17 February 2016 01:17 PM
There are situations where the XDMP-BACKDIRSPACE error occurs while backing up a database. This article explains how this condition can occur and describes a number of strategies to troubleshoot and to determine root cause.
Under normal operating conditions, when there is enough disk space to complete a backup, MarkLogic Server does not expect to report the XDMP_BACKDIRSPACE error. Most likely, this error is a result of a bad disk configuration, of the disk unmounting or of, simply, insufficient disk space.
We will begin by exploring methods to narrow down the server which has disk issue and then list some thing to look into in order to identify the cause.
How Administrators Can Narrow down the particular node out of cluster.
XDMP-BACKDIRSPACE error indicates that a host or hosts in a cluster does not have sufficient space to complete a backup operation. Because MarkLogic Server implements a shared-nothing architecture, a database backup operation results in each MarkLogic Server that is hosting forests for the database will attempt to backup their related forests at the specified path as seen by that server.
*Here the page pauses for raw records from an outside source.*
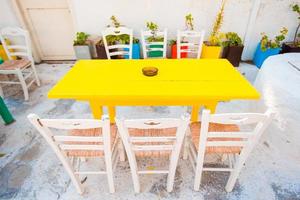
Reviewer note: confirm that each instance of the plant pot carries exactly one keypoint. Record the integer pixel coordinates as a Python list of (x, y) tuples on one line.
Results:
[(82, 52), (136, 51), (260, 56), (154, 54), (101, 53), (211, 51), (289, 48), (233, 54), (174, 51)]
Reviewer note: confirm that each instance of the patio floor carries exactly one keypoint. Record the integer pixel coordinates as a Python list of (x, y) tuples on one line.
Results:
[(30, 170)]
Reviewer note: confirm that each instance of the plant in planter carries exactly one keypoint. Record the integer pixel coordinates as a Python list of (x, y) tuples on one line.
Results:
[(233, 48), (268, 47), (189, 23), (295, 45), (212, 48), (100, 48), (81, 46), (154, 38), (123, 39)]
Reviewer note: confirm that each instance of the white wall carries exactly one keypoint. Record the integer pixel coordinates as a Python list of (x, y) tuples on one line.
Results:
[(7, 16), (92, 16)]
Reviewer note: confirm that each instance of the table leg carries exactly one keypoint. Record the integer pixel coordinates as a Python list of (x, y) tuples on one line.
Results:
[(112, 113), (195, 113), (96, 109), (211, 106)]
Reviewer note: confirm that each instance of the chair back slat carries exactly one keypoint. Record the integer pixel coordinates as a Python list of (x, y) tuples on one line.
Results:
[(151, 141), (81, 147), (192, 40), (118, 49), (14, 35), (148, 45), (63, 138), (238, 119)]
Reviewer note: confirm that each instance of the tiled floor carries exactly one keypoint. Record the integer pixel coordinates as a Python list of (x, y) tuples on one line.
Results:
[(30, 170)]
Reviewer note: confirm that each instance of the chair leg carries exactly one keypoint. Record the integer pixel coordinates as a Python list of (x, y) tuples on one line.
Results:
[(23, 84), (121, 151), (186, 144), (109, 172), (1, 92), (234, 176), (37, 80)]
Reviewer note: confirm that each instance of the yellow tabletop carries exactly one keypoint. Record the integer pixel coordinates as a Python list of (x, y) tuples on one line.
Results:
[(194, 82)]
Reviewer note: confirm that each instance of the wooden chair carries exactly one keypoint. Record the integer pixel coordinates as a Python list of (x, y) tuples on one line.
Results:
[(153, 135), (220, 133), (117, 49), (149, 47), (23, 68), (85, 138), (192, 41)]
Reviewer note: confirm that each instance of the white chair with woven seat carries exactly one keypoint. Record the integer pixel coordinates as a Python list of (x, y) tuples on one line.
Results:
[(118, 49), (81, 139), (154, 46), (141, 137), (24, 68), (220, 133), (190, 42)]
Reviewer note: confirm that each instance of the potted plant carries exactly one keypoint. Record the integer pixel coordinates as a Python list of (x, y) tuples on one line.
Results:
[(100, 48), (154, 38), (268, 47), (295, 45), (212, 48), (233, 48), (123, 39), (189, 23), (81, 47)]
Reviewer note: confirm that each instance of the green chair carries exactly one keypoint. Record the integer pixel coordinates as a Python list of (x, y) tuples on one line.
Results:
[(5, 114)]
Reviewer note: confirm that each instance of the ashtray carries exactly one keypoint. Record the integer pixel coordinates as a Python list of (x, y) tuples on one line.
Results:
[(150, 71)]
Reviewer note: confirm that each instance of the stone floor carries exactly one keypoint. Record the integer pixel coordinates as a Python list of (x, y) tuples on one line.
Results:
[(30, 170)]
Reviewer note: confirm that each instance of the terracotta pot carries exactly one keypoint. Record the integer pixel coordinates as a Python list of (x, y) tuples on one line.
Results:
[(233, 54)]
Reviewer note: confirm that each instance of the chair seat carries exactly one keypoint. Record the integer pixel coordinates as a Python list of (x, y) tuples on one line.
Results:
[(154, 133), (213, 127), (90, 132), (14, 64)]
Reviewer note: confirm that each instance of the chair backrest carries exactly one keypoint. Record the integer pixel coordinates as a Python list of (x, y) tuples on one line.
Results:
[(154, 46), (16, 35), (118, 49), (245, 140), (190, 42), (152, 141)]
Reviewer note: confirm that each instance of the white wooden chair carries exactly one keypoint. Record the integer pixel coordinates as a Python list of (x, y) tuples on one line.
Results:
[(192, 40), (147, 45), (118, 49), (153, 135), (220, 133), (85, 138), (24, 68)]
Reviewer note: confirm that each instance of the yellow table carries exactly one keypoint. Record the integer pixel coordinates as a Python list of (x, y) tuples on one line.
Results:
[(193, 82)]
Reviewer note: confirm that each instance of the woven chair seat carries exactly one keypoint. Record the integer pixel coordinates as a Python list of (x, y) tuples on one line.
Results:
[(154, 133), (15, 64)]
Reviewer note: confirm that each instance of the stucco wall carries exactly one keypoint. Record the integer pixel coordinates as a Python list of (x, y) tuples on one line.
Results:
[(7, 16), (92, 16)]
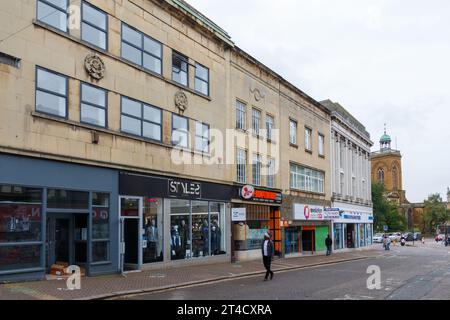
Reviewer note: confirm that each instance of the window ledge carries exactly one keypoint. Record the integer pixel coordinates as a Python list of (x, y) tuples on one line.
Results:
[(110, 55)]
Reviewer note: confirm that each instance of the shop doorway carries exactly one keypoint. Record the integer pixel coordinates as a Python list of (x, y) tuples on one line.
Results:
[(292, 241), (66, 239), (130, 233), (350, 235), (308, 240)]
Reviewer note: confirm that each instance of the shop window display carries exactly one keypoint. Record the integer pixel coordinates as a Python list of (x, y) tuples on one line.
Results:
[(20, 214), (180, 238), (338, 236), (200, 229), (217, 217), (153, 225)]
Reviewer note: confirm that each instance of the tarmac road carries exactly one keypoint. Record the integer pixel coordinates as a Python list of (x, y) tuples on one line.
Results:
[(407, 273)]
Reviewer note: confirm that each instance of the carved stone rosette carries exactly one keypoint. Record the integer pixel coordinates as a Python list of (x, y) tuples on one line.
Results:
[(95, 66), (181, 101)]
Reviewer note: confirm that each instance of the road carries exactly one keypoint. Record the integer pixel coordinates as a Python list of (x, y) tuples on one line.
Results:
[(407, 273)]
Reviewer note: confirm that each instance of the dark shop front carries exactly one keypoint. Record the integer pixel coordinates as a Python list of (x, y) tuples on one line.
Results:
[(169, 220), (56, 214)]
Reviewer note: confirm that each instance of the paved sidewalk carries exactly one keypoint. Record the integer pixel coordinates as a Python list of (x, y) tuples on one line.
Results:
[(147, 281)]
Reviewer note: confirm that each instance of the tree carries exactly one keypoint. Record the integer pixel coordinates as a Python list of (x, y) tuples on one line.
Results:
[(385, 212), (435, 213)]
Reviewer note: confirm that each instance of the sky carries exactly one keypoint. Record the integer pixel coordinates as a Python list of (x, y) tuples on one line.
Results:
[(385, 61)]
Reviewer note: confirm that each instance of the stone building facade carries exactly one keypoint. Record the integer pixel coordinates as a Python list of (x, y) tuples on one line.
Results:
[(130, 127), (351, 179)]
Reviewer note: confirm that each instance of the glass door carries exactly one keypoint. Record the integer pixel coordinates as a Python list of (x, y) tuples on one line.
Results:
[(131, 233)]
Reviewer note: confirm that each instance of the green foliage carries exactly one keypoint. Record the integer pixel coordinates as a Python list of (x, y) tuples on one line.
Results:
[(435, 213), (385, 212)]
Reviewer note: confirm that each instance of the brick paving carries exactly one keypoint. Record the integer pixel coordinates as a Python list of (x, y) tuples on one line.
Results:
[(108, 286)]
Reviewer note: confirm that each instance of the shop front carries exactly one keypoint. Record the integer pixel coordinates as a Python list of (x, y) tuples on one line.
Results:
[(255, 211), (54, 214), (352, 229), (171, 220)]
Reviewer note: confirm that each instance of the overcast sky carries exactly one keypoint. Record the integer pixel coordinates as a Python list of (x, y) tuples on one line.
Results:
[(385, 61)]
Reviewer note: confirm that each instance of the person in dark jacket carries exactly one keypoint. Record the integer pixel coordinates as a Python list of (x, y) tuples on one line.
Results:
[(267, 253), (328, 243)]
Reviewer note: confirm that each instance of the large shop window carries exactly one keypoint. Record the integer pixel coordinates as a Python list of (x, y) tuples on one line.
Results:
[(53, 13), (306, 179), (180, 69), (249, 235), (153, 226), (100, 227), (197, 229), (338, 235), (180, 131), (140, 119), (94, 26), (20, 227), (94, 103), (51, 93), (142, 50)]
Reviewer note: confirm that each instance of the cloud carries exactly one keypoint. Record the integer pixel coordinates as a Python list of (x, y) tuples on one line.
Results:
[(385, 61)]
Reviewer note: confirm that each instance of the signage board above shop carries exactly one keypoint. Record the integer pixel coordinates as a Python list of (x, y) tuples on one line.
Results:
[(238, 214), (250, 193), (308, 212)]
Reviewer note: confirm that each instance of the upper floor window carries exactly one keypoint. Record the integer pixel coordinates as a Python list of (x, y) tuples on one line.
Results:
[(53, 13), (180, 69), (381, 175), (180, 131), (321, 145), (94, 26), (202, 79), (93, 105), (292, 132), (308, 137), (51, 93), (269, 127), (141, 119), (241, 161), (141, 49), (256, 169), (256, 121), (202, 137), (241, 114)]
If any of those forests fails to be backed up because of insufficient disk space, the entire database backup operation will fail with XDMP_BACKDIRSPACE error.
If the backup was executed from the Admin UI, the error will be reported in the Admin UI. However, the host where the error actually occured in not reported.
To identify the node with that is reporting insufficient disk space, you need to look at all of the MarkLogic Server ErrorLogs of all hosts which are mounting forests for that database. The XDMP_BACKDIRSPACE error will be logged in the ErrorLog of the host where it occurred. Once the problem node is identified, we could do below checks to make sure if we have sufficient disk space.
Things to look at on trouble node
1) Free i-nodes and free disk space
The server could have enough free disk space, but if your linux reached configued i-nodes limit, the server would appear to be out of disk space. The "df -hi" command can tell you if you have free i-nodes. If you are i-node constrained, configuring more i-nodes.
2) Disk mount Errors
There may be network problems, resulting in the remote disk unmounting frequently. Looking for disk mounting related Error in /var/opt/messages (Linux) or System Log (Windows).
It is also possible that you are using non-standard or unreliable mount options. Different remote file system have different mount option recommendations. Verify that your mount option are sufficient for the workload.
3) Is your host running on VM ?
Many Virtualized Machine environments provides memory and disk to guest OS as needed. This type of configuration is the source of problems for many resource intensive application. In general, need to configure your VM host to have fixed/pre-assigned memory, disk, cpu and network resources .
4) Configuration comparision among Nodes.
If there is no apparent free disk space issue, you should compare disk configurations between the problem node with other nodes in the cluster using with "fdisk -l", "cat /etc/fstab" and "mount" commands.
5) Corrupt sector/block ?
Check disk health. chkdsk (Windows) or fsck (Linux) can be used to check the disk for Bad Sector and Blocks.
6) Disk I/O hardware ?
Check disk I/O. You could utilize Windows System Monitoring tool or on Linux you could use "iostat", "dstat" or inspect platforms proc disk stat files, and Sar files for disk io health.
7) Privilege issue ?
if MarkLogic Server is running as non-root user, check the file-system privilege of all mounted drive accessed by the MarkLogic Server process.